How is your infrastructure layer holding up?

So how is the architecture of your software/web project holding up?
If you were to attempt the project again, from the beginning, would you change your approach?

This first came to my attention earlier this week, when a colleague approached, and asked if I could take a look at some major refactoring he had done over the weekend. Just to make sure he had not broken anything.

"sure, no problem!"

This was not a refactoring of code however, but of convention and architecture.

Some Background

Since this is a new blog, and I have not mentioned what I work on day to day yet. Let me take this moment to tell you a little bit about my day job.

tombola

I'm a web developer for a company called tombola.
A popular online bingo company, with websites to cover the UK, Spain and Italy.

The project

Without going into too much detail here. We use ASP.NET C# etc..
More to the point, we have 95 projects in our solution. This is to fully separate concerns and help us practice good software design.


The utility layer

The main issue was people using the common project almost as dumping grounds.
We found that when a dev wasn't sure where a piece of infrastructure functionality should live, it was being put into the common project.

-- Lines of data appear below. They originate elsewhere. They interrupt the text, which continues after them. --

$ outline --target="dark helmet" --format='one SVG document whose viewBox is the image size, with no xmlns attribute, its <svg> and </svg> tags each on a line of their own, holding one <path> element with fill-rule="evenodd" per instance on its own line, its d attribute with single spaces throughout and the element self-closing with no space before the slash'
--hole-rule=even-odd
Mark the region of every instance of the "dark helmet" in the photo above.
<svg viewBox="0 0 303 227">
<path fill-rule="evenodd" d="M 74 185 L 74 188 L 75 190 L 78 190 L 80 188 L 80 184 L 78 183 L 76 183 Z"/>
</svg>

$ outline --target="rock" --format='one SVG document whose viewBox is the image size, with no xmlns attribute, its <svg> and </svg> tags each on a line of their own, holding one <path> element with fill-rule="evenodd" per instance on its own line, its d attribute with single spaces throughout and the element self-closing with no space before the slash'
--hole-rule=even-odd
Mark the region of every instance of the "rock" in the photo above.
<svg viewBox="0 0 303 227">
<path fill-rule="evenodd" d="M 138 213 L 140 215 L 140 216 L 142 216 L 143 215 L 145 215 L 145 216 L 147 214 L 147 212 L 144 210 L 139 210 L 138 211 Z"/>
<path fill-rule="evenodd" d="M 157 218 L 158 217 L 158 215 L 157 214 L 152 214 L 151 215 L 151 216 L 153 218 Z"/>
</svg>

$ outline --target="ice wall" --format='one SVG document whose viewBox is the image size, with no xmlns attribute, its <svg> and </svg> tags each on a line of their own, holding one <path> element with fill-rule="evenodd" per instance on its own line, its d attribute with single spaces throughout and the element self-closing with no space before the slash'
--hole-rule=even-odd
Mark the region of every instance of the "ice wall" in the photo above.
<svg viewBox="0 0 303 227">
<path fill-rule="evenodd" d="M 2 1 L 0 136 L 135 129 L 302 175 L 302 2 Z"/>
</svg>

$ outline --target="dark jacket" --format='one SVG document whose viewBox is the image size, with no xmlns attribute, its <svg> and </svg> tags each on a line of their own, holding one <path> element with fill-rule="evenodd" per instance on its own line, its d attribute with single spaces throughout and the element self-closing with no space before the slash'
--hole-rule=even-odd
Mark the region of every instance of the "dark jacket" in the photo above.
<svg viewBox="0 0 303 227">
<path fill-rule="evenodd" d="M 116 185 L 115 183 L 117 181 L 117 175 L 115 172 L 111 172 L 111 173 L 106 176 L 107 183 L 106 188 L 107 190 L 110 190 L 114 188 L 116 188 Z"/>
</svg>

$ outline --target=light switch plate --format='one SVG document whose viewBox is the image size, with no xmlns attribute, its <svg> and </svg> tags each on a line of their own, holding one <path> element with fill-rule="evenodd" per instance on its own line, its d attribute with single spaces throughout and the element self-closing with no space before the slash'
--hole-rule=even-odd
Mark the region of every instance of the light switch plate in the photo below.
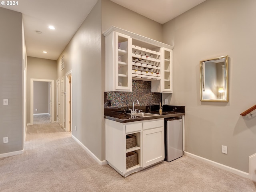
<svg viewBox="0 0 256 192">
<path fill-rule="evenodd" d="M 9 100 L 8 99 L 4 99 L 4 105 L 8 105 L 9 104 Z"/>
</svg>

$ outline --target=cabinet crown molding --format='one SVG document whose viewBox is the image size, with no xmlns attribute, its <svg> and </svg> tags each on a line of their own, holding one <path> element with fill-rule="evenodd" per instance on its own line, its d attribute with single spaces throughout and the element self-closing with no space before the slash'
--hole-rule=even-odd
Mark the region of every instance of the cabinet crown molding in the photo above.
<svg viewBox="0 0 256 192">
<path fill-rule="evenodd" d="M 130 31 L 126 31 L 126 30 L 118 28 L 118 27 L 116 27 L 114 26 L 111 26 L 107 30 L 103 33 L 103 35 L 104 35 L 105 37 L 106 37 L 113 31 L 119 32 L 119 33 L 122 33 L 125 35 L 128 35 L 133 39 L 137 39 L 140 41 L 142 40 L 146 42 L 150 43 L 156 46 L 165 47 L 166 48 L 170 49 L 171 50 L 172 50 L 174 48 L 174 47 L 171 45 L 168 45 L 167 44 L 162 43 L 162 42 L 156 41 L 156 40 L 154 40 L 150 38 L 136 34 L 136 33 L 134 33 Z"/>
</svg>

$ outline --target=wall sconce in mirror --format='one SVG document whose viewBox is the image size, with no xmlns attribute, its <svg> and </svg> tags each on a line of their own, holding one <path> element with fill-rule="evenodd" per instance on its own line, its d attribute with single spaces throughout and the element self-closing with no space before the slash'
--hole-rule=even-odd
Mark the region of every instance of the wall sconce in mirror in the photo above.
<svg viewBox="0 0 256 192">
<path fill-rule="evenodd" d="M 228 102 L 228 56 L 200 62 L 200 100 Z"/>
</svg>

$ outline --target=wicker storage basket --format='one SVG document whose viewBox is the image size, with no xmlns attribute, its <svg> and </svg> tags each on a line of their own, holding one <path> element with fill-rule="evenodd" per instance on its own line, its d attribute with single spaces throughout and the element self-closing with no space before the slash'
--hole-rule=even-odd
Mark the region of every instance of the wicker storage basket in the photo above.
<svg viewBox="0 0 256 192">
<path fill-rule="evenodd" d="M 126 153 L 126 169 L 138 165 L 138 154 L 135 152 Z"/>
<path fill-rule="evenodd" d="M 136 137 L 132 135 L 126 135 L 126 149 L 136 146 Z"/>
</svg>

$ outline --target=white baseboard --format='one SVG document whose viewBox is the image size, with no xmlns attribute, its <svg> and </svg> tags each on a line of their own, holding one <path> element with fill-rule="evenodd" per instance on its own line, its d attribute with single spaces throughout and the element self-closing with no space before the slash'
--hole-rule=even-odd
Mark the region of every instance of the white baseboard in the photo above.
<svg viewBox="0 0 256 192">
<path fill-rule="evenodd" d="M 214 167 L 218 167 L 218 168 L 220 168 L 221 169 L 223 169 L 224 170 L 229 171 L 232 173 L 234 173 L 236 175 L 242 176 L 242 177 L 244 177 L 245 178 L 249 178 L 249 173 L 246 173 L 246 172 L 240 171 L 240 170 L 238 170 L 238 169 L 229 167 L 228 166 L 223 165 L 223 164 L 217 163 L 217 162 L 212 161 L 211 160 L 210 160 L 208 159 L 206 159 L 205 158 L 204 158 L 203 157 L 194 155 L 194 154 L 192 154 L 192 153 L 190 153 L 186 151 L 184 152 L 184 154 L 188 157 L 191 157 L 192 158 L 199 160 L 208 164 L 210 164 L 210 165 L 214 166 Z"/>
<path fill-rule="evenodd" d="M 107 162 L 106 160 L 104 160 L 103 161 L 100 160 L 98 157 L 97 157 L 95 155 L 94 155 L 91 151 L 90 151 L 88 148 L 84 146 L 84 144 L 82 143 L 80 141 L 79 141 L 78 139 L 77 139 L 74 135 L 72 135 L 72 138 L 73 138 L 75 141 L 76 141 L 77 143 L 80 145 L 80 146 L 85 151 L 86 151 L 87 153 L 89 154 L 90 156 L 91 156 L 93 159 L 94 159 L 100 165 L 104 165 L 107 164 Z"/>
<path fill-rule="evenodd" d="M 33 115 L 50 115 L 48 113 L 35 113 L 33 114 Z"/>
<path fill-rule="evenodd" d="M 10 157 L 10 156 L 13 156 L 14 155 L 20 155 L 23 153 L 24 150 L 21 151 L 13 151 L 12 152 L 10 152 L 9 153 L 2 153 L 0 154 L 0 158 L 2 158 L 3 157 Z"/>
</svg>

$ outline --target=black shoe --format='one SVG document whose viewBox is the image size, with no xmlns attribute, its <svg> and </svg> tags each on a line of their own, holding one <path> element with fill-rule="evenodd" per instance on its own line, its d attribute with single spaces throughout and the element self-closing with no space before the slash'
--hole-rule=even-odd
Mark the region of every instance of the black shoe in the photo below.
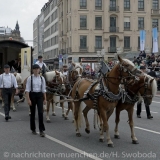
<svg viewBox="0 0 160 160">
<path fill-rule="evenodd" d="M 137 115 L 137 118 L 141 118 L 141 116 L 140 116 L 140 115 Z"/>
<path fill-rule="evenodd" d="M 153 118 L 153 116 L 149 115 L 149 116 L 147 116 L 147 118 L 148 118 L 148 119 L 152 119 L 152 118 Z"/>
<path fill-rule="evenodd" d="M 42 132 L 40 132 L 40 136 L 41 137 L 45 137 L 45 133 L 42 131 Z"/>
<path fill-rule="evenodd" d="M 33 131 L 32 131 L 32 134 L 36 135 L 36 134 L 37 134 L 36 130 L 33 130 Z"/>
</svg>

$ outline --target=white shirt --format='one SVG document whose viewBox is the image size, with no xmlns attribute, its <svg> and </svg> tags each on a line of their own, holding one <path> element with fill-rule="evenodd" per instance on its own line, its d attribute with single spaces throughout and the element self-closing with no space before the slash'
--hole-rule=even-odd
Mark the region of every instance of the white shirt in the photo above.
<svg viewBox="0 0 160 160">
<path fill-rule="evenodd" d="M 45 81 L 44 77 L 42 77 L 42 80 L 41 80 L 40 75 L 38 75 L 38 76 L 32 75 L 32 87 L 33 87 L 32 92 L 45 93 L 46 92 L 46 81 Z M 26 92 L 31 91 L 31 76 L 29 76 L 27 79 L 25 91 Z"/>
<path fill-rule="evenodd" d="M 38 64 L 40 68 L 42 68 L 43 64 L 44 64 L 45 67 L 47 67 L 46 64 L 43 61 L 42 62 L 37 61 L 35 64 Z"/>
<path fill-rule="evenodd" d="M 11 73 L 3 73 L 0 75 L 0 88 L 18 88 L 17 81 Z"/>
</svg>

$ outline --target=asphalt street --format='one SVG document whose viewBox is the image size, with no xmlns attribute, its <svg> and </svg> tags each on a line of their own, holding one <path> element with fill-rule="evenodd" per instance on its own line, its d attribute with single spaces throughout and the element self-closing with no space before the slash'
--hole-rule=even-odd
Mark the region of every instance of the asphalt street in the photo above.
<svg viewBox="0 0 160 160">
<path fill-rule="evenodd" d="M 0 160 L 160 160 L 160 97 L 155 97 L 150 106 L 152 120 L 147 119 L 144 106 L 142 118 L 138 119 L 136 110 L 134 112 L 135 134 L 139 144 L 132 144 L 127 112 L 121 112 L 118 140 L 114 139 L 115 114 L 111 116 L 109 127 L 114 148 L 109 148 L 106 140 L 99 142 L 99 129 L 93 127 L 93 110 L 88 114 L 91 133 L 87 134 L 85 126 L 82 126 L 81 137 L 76 137 L 71 112 L 69 120 L 64 120 L 61 108 L 56 108 L 56 116 L 50 112 L 51 123 L 46 122 L 44 113 L 46 137 L 42 138 L 31 134 L 27 103 L 20 103 L 16 109 L 16 112 L 10 112 L 12 119 L 6 122 L 0 103 Z M 36 125 L 38 132 L 37 116 Z"/>
</svg>

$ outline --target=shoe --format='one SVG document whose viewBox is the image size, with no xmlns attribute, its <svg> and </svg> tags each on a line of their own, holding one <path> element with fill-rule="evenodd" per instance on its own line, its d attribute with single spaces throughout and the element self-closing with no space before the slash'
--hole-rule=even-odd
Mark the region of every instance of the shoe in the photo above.
<svg viewBox="0 0 160 160">
<path fill-rule="evenodd" d="M 42 132 L 40 132 L 40 136 L 41 137 L 45 137 L 45 133 L 42 131 Z"/>
<path fill-rule="evenodd" d="M 32 130 L 32 134 L 36 135 L 37 134 L 36 130 Z"/>
<path fill-rule="evenodd" d="M 147 118 L 148 118 L 148 119 L 152 119 L 152 118 L 153 118 L 153 116 L 149 115 L 149 116 L 147 116 Z"/>
</svg>

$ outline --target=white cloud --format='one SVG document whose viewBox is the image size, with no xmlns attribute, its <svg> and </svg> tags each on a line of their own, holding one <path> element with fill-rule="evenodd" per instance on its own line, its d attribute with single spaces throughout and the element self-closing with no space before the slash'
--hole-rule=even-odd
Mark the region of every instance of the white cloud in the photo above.
<svg viewBox="0 0 160 160">
<path fill-rule="evenodd" d="M 15 28 L 18 20 L 21 36 L 33 39 L 33 22 L 48 0 L 4 0 L 0 4 L 0 27 Z"/>
</svg>

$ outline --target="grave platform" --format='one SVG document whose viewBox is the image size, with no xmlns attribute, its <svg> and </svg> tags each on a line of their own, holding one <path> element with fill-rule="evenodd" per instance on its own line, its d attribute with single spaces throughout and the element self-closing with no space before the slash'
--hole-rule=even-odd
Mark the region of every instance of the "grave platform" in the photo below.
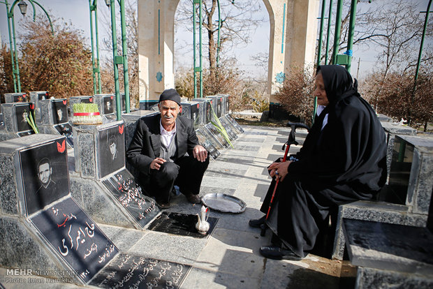
<svg viewBox="0 0 433 289">
<path fill-rule="evenodd" d="M 200 195 L 215 193 L 228 194 L 244 200 L 247 208 L 240 214 L 211 210 L 210 218 L 218 220 L 210 235 L 196 237 L 170 231 L 126 228 L 96 221 L 119 253 L 87 285 L 53 283 L 52 276 L 50 276 L 43 278 L 13 275 L 10 272 L 8 274 L 7 269 L 14 267 L 0 268 L 0 283 L 8 289 L 91 288 L 97 288 L 95 285 L 103 287 L 105 284 L 113 285 L 109 280 L 104 282 L 105 279 L 110 279 L 110 282 L 117 280 L 115 283 L 119 284 L 117 282 L 128 276 L 124 270 L 122 273 L 123 269 L 119 269 L 119 274 L 114 278 L 112 265 L 121 265 L 123 260 L 123 264 L 136 264 L 137 268 L 143 270 L 154 268 L 152 272 L 149 270 L 149 277 L 154 272 L 159 276 L 159 272 L 166 268 L 165 276 L 170 276 L 171 279 L 167 277 L 165 280 L 172 281 L 173 288 L 184 289 L 350 288 L 351 284 L 353 288 L 356 272 L 346 261 L 332 260 L 313 254 L 298 262 L 268 260 L 260 255 L 260 246 L 270 244 L 270 230 L 266 236 L 260 237 L 260 230 L 250 228 L 248 221 L 263 216 L 259 208 L 270 183 L 266 166 L 283 155 L 281 146 L 287 140 L 290 128 L 244 126 L 242 128 L 244 132 L 233 142 L 234 148 L 221 150 L 221 155 L 210 161 Z M 306 131 L 297 131 L 300 144 L 306 135 Z M 291 146 L 290 153 L 295 153 L 300 147 Z M 183 195 L 173 196 L 170 202 L 172 207 L 163 211 L 163 214 L 193 216 L 200 214 L 200 206 L 189 203 Z M 31 267 L 28 269 L 38 269 L 37 264 Z M 136 283 L 140 279 L 138 275 L 131 275 L 131 279 Z M 29 278 L 40 283 L 29 283 Z M 8 280 L 7 283 L 6 280 Z M 160 281 L 151 278 L 148 281 L 159 284 L 154 288 L 162 288 Z"/>
</svg>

Many applications make use of this pattern. Whether it is called Common, Infrastructure or something similar.
The idea is that the common project acts as a kind of utility layer over the application, which every other layer can consume.
Very useful for things such as extension methods or adding non business exceptions etc...

Problem

I think the word "common" can possibly portray a different meaning to different people.
When I look at the common project - I treat it as an infrastructure layer which can be consumed throughout the application, but is; itself unaware of it's consumers.
Others may look at the common project and think it's a place to put functionality which does not fit into a more specific location. This is bad. The common layer becomes polluted with references to other projects, projects it should not be able to see.

Another issue we found in the common layer was references to System.Web and other heavy dll's which it should not need access to; since it is not the web layer!

You may not see this as a big issue, but in ASP.NET MVC loading up all these heavy dll's when they are not needed increases build and start up time (which is the reason we went on a refactoring run in the first place).


Keeping your architecture tight

Make it difficult to do something you shouldn't be doing.

If you aren't implementing an architecture similar to the onion architecture - why not?

If you are unfamiliar with the principal of the onion architecture, Jeffrey Palermo wrote a very good 4 parter on the subject

Always write your classes as to not expose anything which could be abused in another assembly. By using tight constructors, backing fields etc... This helps keep your separation of concerns in tact.